The crowd drew back.
The other area boys moved to assist their guy. Some in the crowd rallied to the other guy’s side.
The ballot boxes tumbled.
The atmosphere became chaotic.
It was not until the chairman of the landlord’s association intervened that calmness returned. Throughout this time, there were no security personnel on the ground. Shortly after the fighting incident, INEC officials said the BVAS machine had run out of charge, and we had to be moved to another polling unit where the machine would be charged so that voting could continue. One point of concern I had was whether such a move was right and whether the already cast votes would be valid at the end of the voting process. However, I suspected that the INEC officials were looking to move to a place with security agents for safety’s sake.
Well, we moved to another polling unit, and voting started in earnest. It was getting to around 5:00 pm at this point. After four people had voted following my turn, at around 5:10 pm, the area boys decided to halt the voting process. By this time, the area boys in the new polling unit had joined those from our previous polling unit, making a total of around 30 boys who were visibly armed.
The INEC officials were bewildered. The crowd, still numbering around 110, filled the air with protestations, but the area boys challenged anyone to come closer and face the consequences. While the INEC officials were still wondering what was happening, the area boys gathered around the INEC officials. After some minutes, the PO announced that voting had to be stopped because they had run out of ballot paper and also for security reasons. The PO was reminded that 500 ballot papers were given, and the number of people who had voted was not close to that figure. He shrugged.

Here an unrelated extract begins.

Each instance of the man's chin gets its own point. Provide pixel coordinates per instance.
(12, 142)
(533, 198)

The policeman among them appealed to us to allow the voting to stop because it was the best action under the circumstances. When he was asked why the INEC officials cited concerns under his watch, he looked at the questioner as if she was crazy.
The voting was thus forcefully stopped, and the counting was done.
Here are the results for the presidential election:
ADC — 2
APC — 39
LP — 51
NNPP — 4
PDP — 13
ZLP — 1
Voided votes — 7
The Area Boys were clearly for the APC candidate who is from their tribe and has been quoted in numerous media outlets as their benefactor. They kept repeating ethnic slurs and chanted for the All Progressive Congress (APC) candidate. They also sensed that the elderly ones (being their tribesmen) would vote for their candidate. I perceive that is the main reason they asked the elderly ones to go first. Most of the people on the queue who were prevented from voting are young and upwardly mobile. They also cut across various tribes. From interactions with them, they tilted strongly to the candidate from the Labour Party (LP). Unfortunately, they were prevented from voting, which would have increased the gap between APC and LP.
That’s my experience. Many of my friends from other units shared experiences of voter intimidation, violence, and outright snatching of ballot papers by these Area Boys littered around Lagos.